Commentary

Obamacare and Its Exemptions: How to Get Out of Paying the Penalty

By Twila Brase | November 23, 2016 | 10:43am EST
Protester holds signs denoting his dissatisfaction with Obama's failed healthcare law the ACA that read: "We will not comply" and "It's Not Working." (AP Photo)

Now through Jan. 31, uninsured Americans will be weighing their not-so-attractive options when it comes to health care coverage. For many, that will be a choice between an unaffordable premium or going without coverage and paying a penalty.

But Citizens’ Council for Health Freedom (CCHF, www.cchfreedom.org) is educating Americans about the Obamacare exemptions and waivers they can claim to avoid paying the penalty tax.

HealthCare.Gov does list exemptions and waivers that Americans can claim, but they are not widely known. Therefore, many could avoid paying the penalty of $695 or 2.5 percent of their adjusted gross income for going without coverage.

Those committed to a last-ditch effort to save Obama’s failing legacy are working hard to pump final enrollment numbers before the possibility of repeal becomes a reality. But, even before then, there are many ways patients can protect themselves from Obamacare and its tax penalties.

The first step is to refuse to enroll altogether and claim one of the nine exemptions or 14 hardship waivers. There are also several other ways Americans can avoid these penalties without being bullied into enrolling in Obamacare.

CCHF lists the nine exemptions on its website, which include:

  1. Religious conscience exemption
  2. Health care sharing ministry
  3. Individuals not lawfully present
  4. Incarcerated individuals
  5. Individuals who cannot afford coverage (in general, if coverage for the month exceeds 8 percent of the individual’s household income)
  6. Taxpayers with income below filing threshold
  7. Members of Indian tribes
  8. Months during short coverage gaps (the penalty will be pro-rated after 2 consecutive months without coverage)
  9. Hardships

The hardship waivers open 14 doors to avoiding the penalty. Some of these include:

  • You were homeless, faced eviction or foreclosure, received a shut-off notice from a utility company, experienced domestic violence, or experienced the death of a family member, fire, flood or other natural or human-caused disaster that caused substantial damage to your property.
  • You filed for bankruptcy or had medical expenses you couldn’t pay that resulted in substantial debt.
  • You experienced unexpected increases in necessary expenses due to caring for an ill, disabled, or aging family member.
  • Your individual insurance plan was cancelled after June 30, 2013, and you believe other exchange plans are unaffordable.
  • You experienced a hardship that kept you from getting health insurance that’s NOT listed in categories 1-13.

Most Americans who are truly facing the financial burden of Obamacare will be able to find an exemption or waiver in one of these two lists that will prevent them from paying the penalty. Many incorrectly feel that they are faced with two limiting choices: paying high premiums or paying the penalty for no coverage at all.

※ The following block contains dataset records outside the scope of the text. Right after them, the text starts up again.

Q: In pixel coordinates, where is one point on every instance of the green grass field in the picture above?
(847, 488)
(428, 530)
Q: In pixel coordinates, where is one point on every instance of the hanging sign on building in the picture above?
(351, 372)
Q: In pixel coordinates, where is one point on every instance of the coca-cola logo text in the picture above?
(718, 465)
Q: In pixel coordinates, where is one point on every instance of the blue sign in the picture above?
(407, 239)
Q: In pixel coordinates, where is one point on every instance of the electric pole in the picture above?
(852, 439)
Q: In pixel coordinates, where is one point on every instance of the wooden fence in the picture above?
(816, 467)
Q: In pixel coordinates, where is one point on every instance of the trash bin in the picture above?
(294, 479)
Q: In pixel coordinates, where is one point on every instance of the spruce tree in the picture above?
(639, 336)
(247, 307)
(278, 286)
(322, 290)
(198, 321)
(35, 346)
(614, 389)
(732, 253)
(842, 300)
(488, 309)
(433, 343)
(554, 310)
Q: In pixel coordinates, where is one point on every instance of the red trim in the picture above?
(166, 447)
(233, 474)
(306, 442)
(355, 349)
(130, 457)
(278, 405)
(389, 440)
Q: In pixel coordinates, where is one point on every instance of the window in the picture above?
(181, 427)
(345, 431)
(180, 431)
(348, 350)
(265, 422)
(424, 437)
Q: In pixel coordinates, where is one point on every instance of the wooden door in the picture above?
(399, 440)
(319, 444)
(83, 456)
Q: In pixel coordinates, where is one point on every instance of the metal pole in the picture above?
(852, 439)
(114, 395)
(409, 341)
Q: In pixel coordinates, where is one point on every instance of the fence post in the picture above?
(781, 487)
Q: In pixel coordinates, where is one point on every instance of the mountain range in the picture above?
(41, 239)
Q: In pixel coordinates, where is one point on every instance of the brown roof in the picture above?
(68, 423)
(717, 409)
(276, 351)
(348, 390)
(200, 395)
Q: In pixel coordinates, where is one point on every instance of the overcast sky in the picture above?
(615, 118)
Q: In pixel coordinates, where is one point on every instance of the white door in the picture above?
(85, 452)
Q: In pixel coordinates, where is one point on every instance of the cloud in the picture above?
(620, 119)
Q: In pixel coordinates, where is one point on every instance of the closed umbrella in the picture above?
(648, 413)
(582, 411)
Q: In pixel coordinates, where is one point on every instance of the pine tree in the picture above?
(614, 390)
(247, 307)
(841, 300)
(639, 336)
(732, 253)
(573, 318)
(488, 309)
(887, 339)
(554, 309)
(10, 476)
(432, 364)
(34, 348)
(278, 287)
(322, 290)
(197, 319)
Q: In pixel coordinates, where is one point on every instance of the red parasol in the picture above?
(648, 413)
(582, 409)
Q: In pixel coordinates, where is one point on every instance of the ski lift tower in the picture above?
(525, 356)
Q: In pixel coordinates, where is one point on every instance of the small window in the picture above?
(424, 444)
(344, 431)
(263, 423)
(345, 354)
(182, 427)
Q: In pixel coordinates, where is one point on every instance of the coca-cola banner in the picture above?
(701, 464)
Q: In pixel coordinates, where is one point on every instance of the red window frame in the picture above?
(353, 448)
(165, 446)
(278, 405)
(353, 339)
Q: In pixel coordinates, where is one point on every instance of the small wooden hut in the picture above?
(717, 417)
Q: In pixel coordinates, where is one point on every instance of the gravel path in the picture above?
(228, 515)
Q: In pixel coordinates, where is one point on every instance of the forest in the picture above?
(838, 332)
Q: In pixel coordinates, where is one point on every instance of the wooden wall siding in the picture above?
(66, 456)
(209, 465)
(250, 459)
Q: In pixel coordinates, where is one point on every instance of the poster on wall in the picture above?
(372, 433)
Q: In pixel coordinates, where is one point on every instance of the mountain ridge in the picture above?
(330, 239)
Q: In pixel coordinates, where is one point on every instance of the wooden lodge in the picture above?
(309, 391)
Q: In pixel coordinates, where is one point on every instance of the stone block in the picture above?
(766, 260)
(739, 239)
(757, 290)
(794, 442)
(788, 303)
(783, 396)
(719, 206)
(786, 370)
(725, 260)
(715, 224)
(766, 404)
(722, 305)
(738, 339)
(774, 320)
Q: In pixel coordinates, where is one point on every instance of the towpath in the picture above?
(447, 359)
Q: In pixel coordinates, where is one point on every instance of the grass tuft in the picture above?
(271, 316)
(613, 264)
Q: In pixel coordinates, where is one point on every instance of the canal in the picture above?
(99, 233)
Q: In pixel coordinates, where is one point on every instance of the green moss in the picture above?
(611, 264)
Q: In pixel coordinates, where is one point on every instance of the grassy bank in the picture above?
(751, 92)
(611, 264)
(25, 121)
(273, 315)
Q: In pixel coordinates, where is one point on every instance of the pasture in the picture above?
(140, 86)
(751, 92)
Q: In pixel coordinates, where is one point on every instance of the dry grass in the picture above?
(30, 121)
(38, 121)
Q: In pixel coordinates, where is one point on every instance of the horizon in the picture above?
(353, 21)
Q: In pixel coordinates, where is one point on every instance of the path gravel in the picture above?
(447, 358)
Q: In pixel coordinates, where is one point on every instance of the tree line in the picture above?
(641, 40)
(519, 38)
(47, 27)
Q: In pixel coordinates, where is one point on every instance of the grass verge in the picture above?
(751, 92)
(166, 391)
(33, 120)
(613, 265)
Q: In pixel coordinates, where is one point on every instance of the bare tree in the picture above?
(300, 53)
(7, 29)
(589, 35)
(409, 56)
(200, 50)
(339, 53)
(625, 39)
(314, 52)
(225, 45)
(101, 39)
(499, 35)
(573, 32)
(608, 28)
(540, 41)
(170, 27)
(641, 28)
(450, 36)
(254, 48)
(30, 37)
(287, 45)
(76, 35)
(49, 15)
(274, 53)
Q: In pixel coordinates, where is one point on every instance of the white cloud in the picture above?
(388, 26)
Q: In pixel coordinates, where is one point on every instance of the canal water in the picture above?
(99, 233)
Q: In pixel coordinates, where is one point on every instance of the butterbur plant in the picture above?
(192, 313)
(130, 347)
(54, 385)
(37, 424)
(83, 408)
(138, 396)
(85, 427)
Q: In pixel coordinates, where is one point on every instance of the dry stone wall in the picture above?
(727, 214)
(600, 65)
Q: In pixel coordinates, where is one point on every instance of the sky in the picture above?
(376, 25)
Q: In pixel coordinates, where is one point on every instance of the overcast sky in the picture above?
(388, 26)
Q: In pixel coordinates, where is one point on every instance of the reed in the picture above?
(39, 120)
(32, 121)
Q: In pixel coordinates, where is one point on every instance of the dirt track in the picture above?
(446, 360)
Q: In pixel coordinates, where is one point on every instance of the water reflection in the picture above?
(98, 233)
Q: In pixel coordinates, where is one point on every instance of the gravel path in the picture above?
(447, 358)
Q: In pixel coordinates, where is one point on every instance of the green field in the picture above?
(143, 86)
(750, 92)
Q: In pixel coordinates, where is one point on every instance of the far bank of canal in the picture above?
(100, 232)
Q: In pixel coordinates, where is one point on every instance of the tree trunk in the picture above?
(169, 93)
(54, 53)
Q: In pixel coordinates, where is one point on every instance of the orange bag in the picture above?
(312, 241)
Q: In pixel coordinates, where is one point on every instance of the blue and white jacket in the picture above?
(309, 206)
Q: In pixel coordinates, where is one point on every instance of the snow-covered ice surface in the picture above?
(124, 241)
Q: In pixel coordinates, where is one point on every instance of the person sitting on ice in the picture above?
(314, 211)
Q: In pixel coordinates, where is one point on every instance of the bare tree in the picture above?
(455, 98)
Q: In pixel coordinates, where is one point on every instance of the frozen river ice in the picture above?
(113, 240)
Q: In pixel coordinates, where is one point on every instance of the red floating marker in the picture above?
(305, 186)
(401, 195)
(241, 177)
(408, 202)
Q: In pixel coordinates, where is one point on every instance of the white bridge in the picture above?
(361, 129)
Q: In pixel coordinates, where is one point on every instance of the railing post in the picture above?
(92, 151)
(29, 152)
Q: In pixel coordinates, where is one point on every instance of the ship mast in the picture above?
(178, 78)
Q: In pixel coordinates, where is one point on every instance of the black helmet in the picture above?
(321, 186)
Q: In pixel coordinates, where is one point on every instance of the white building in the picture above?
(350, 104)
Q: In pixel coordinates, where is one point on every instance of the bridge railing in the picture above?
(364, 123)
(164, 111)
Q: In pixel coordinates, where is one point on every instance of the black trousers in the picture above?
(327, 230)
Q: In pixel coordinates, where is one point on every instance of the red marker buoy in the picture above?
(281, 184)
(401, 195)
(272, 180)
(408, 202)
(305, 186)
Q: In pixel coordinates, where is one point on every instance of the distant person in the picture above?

There are options outside of these, and CCHF urges everyone to better understand what their real options are for health care.

For more than five years since the signing of the Affordable Care Act, CCHF has provided several alternatives to the failing Obamacare system, and continues to do so now during open enrollment.

  1. Join a health sharing ministry. One of the Obamacare exemptions, health sharing ministries, brings members together to share each other’s medical expenses. Monthly costs for some of the most popular, such as Samaritan Ministries, Medi-Share and Liberty Health Share, range from less than $200 for a single individual to around $500 for a family.
  1. Find a cash-based practice. Many insured Americans will never reach their deductibles, and more physicians are operating practices free from the high costs of government regulations and managed care controls. These third-party-free practices often offer high-touch, timely, confidential, patient-centered care at affordable prices. To find cash-based practices, check out CCHF’s The Wedge of Health Freedom at www.JointheWedge.com. The Wedge adds practices each week and now covers about 40 states.
  1. Enroll in private insurance outside of the government exchanges, in particular, a self-funded employer’s plan, which may be exempt from some of the law’s requirements and less costly. Also, consider separate critical care, cancer or accident indemnity policies.

Twila Brase is president and co-founder of Citizens’ Council for Health Freedom (CCHF, www.cchfreedom.org), a Minnesota-based national organization dedicated to preserving patient-centered health care and protecting patient and privacy rights. Celebrating its 20th year, CCHF exists to protect health care choices and patient privacy. Brase, a registered nurse, has been called one of the “100 Most Powerful People in Health Care” and one of “Minnesota’s 100 Most Influential Health Care Leaders.”